Elle n'avait qu'à constater son bonheur pour le faire apparaître. Elle s'amusait à éclairer et à éteindre la lampe de chevet, elle dépliait un vieux journal, elle regardait les ombres des murs, elle écoutait le bruit d'une porte quelque part dans l'immeuble. Elle remuait ses pieds, ses lèvres, elle secouait la tête vers l'avant comme pour approuver ce cauchemar de la garder charitablement en elle à titre de petite femme dévouée à la vie. Elle n'avait jamais failli, elle avait supporté toutes les douleurs, résistant à la tentation du suicide comme d'autres au péché de la chair, à la gourmandise ou à l'envie démesurée de commettre des crimes. Depuis sa naissance, elle connaissait une sorte de joie en deuil, mais une joie, un filament de lumière grise qui courait dans les méandres de son être et l'empêchait de désespérer tout à fait. Et puis elle constatait qu'elle n'aimait pas se trouver là, elle enviait le cadavre qu'elle deviendrait.

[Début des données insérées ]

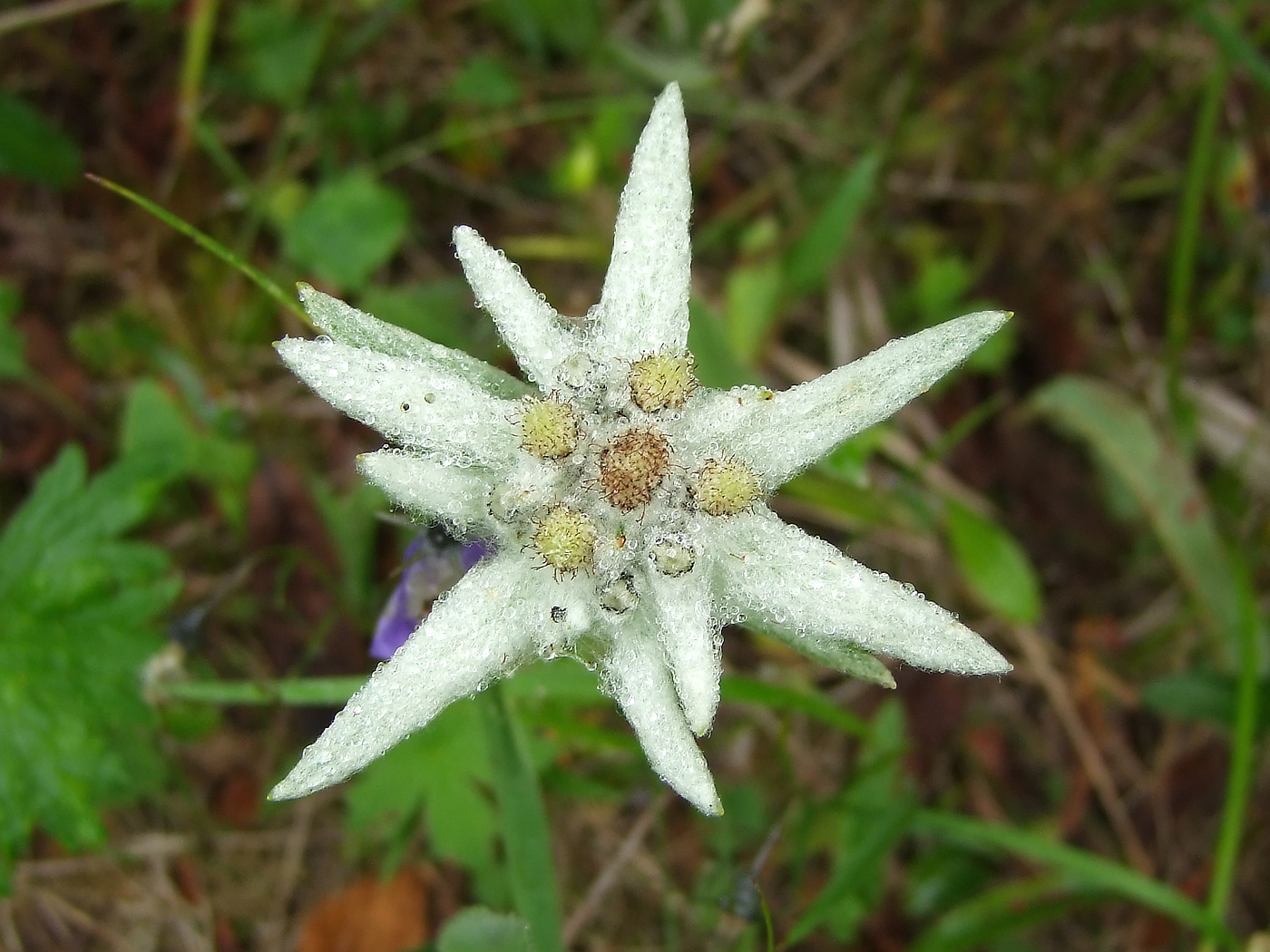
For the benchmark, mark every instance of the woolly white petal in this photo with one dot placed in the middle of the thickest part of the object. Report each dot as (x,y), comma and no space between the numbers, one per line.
(637,676)
(644,305)
(480,630)
(787,579)
(356,327)
(835,653)
(415,403)
(692,641)
(780,434)
(527,323)
(454,495)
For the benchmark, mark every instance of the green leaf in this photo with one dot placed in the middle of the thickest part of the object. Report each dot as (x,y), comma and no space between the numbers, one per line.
(1123,438)
(13,345)
(154,427)
(993,564)
(34,149)
(809,259)
(278,50)
(1234,44)
(78,621)
(479,929)
(349,228)
(1203,695)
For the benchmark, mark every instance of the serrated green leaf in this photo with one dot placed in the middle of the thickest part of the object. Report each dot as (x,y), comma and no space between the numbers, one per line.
(993,564)
(480,929)
(348,228)
(13,345)
(34,149)
(78,611)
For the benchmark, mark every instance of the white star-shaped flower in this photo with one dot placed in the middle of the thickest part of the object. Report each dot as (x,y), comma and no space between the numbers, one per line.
(622,501)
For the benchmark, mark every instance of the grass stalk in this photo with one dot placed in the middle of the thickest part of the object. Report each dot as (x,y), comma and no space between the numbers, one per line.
(209,244)
(526,835)
(1181,272)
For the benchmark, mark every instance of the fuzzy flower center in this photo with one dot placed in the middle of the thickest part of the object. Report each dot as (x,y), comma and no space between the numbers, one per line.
(605,491)
(632,466)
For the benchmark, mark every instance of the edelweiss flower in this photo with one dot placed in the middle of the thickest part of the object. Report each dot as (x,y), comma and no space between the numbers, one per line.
(622,503)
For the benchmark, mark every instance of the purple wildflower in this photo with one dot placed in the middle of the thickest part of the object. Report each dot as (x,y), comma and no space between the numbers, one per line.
(432,564)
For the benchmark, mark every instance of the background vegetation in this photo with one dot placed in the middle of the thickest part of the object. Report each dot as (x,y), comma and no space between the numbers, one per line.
(1091,492)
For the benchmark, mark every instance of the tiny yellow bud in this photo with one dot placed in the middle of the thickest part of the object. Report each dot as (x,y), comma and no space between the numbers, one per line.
(565,539)
(662,381)
(548,428)
(726,488)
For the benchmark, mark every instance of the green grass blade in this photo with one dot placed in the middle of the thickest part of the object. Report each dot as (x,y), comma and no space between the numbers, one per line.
(1001,911)
(1234,44)
(1181,272)
(810,257)
(209,244)
(1121,435)
(526,835)
(296,692)
(1082,869)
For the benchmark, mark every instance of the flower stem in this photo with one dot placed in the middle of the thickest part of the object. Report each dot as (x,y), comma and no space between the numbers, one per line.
(526,834)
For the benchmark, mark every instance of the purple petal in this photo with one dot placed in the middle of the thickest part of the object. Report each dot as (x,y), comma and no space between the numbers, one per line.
(431,568)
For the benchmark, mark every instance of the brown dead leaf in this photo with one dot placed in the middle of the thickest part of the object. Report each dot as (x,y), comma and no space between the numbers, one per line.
(370,916)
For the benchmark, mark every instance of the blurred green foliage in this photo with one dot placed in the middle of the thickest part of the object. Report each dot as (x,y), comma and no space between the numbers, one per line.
(79,606)
(34,149)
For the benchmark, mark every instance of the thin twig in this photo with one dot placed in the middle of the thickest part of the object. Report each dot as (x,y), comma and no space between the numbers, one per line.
(291,867)
(583,913)
(46,13)
(1086,748)
(9,937)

Elle autait voulu qu'il fasse jour, être mariée depuis l'an passé et faire ses courses pour le déjeuner de son mari. Elle aimerait le sang sur le tablier du boucher, l'odeur des fruits, des fromages, la couleur des poissons étalés sur un lit d'algues. Elle était assoiffée de vie ordinaire, avec un compagnon tendre et un groupe d'amis épanouis. Ils organiseraient des sorties, assistant à des spectacles et buvant des verres. On écouterait ses jugements sûr l'art, ses opinions politiques seraient prises en compte et commentées. Elle avalerait souvent une tasse remplie de comprimés, elle en serait quitte pour un lavage d'estomac. Elle serait insouciante, elle connaîtrait le bonheur des êtres qui n'ont jamais souffert. Elle chercherait à écrire un livre, mais les mots lui échapperaient. Elle malaxerait de l'argile, sans qu'aucune forme esthétique apparaisse. Son mari serait en déplacement, elle téléphonerait à un ami absent, puis elle avalerait une bolée d'acide qui la ferait hurler toute la nuit avant d'en faire une morte au petit matin. Elle aurait un enterrement sans joie, et même sinistre.
Elle réussissait à faire les cent pas dans les quelques mètres de son logement. Elle méditait, elle essayait de trouver un sens à la vie de son fils, alors qu'il finirait par connaître la fin sordide de tout le monde. Entre-temps il trouverait du travail et une femme qui au bout de quelques semaines exigerait une grossesse. Il serait père de trois ou quatre têtes dont l'école jugerait l'intelligence presque nulle. Ils finiraient dans des classes repoussoirs, ils deviendraient délinquants. Ils seraient abattus par la gendarmerie lors d'une course poursuite dans la montagne.